Is the world conspiring to suddenly show us these things? Or did everyone just decide to buy that car on the same day as you?
The answer lies in an amazing mental trick called the “Baader-Meinhof Phenomenon,” or its more accurate scientific name: the “Frequency Illusion.”
In this article, we will decode this phenomenon to understand how our mind decides what we should see and what we should ignore.
What Is This Phenomenon, Simply Put?
In short, it is the feeling that something (a word, a car, an idea, a person’s name) has suddenly started repeating and appearing everywhere at a very high rate, right after you first learned about it or paid attention to it.
The truth is, the frequency of this thing hasn’t actually increased in reality; the blue cars were always on the street in the same numbers.

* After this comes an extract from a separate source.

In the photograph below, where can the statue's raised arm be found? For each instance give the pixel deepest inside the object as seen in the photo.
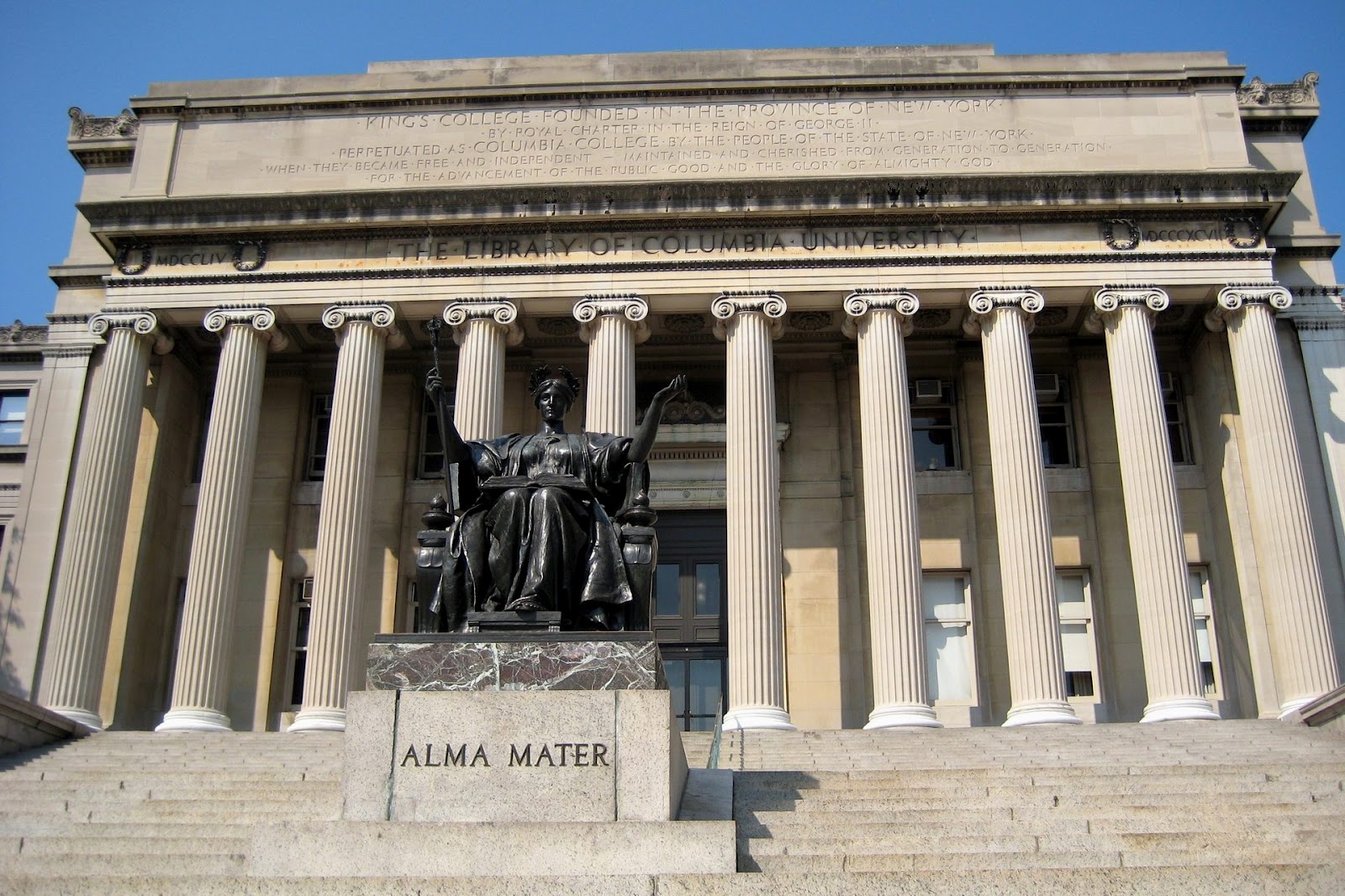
(643, 441)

What changed are your mind’s “radars.”
How Does the Trick Work? (The Psychological Mechanism)
This phenomenon is the result of an interesting collaboration between two psychological mechanisms in your brain:
1. Selective Attention
Every second, your brain is exposed to a flood of information (sounds, colors, faces, signs). If you paid attention to everything, you’d go mad. Therefore, your brain acts as a powerful “filter,” ignoring 99% of the noise and focusing only on what matters to you.
When you bought the new car, your brain placed an “important” tag on this model and color. Suddenly, the filter stopped ignoring those cars and started “picking them out” from the crowd and highlighting them. You aren’t seeing more of them; you just stopped ignoring them.
2. Confirmation Bias
Once your brain starts noticing the thing, “confirmation bias” kicks in. Your brain loves to prove its new ideas right. Every time you see that car, your brain tells you: “See? I told you they are very common!” It actively looks for evidence to confirm your new observation and ignores hundreds of other cars with different colors.
Why Does This Happen?
This is not a flaw in your brain; it is an evolutionary advantage. Our minds are designed to recognize patterns. In ancient times, if you learned the shape of a “poisonous plant” or the “track of a predator,” it was essential for your survival to start seeing this pattern everywhere to avoid danger.
Today, your brain uses the same old mechanism to show you cars, or make you suddenly notice pregnant women everywhere once you start thinking about pregnancy!
The Takeaway: We See What We Care About
The “Baader-Meinhof” phenomenon is a humbling reminder that we do not see the world exactly “as it is” objectively. We see the world through the lens of our current interests, fears, and the things we have just learned.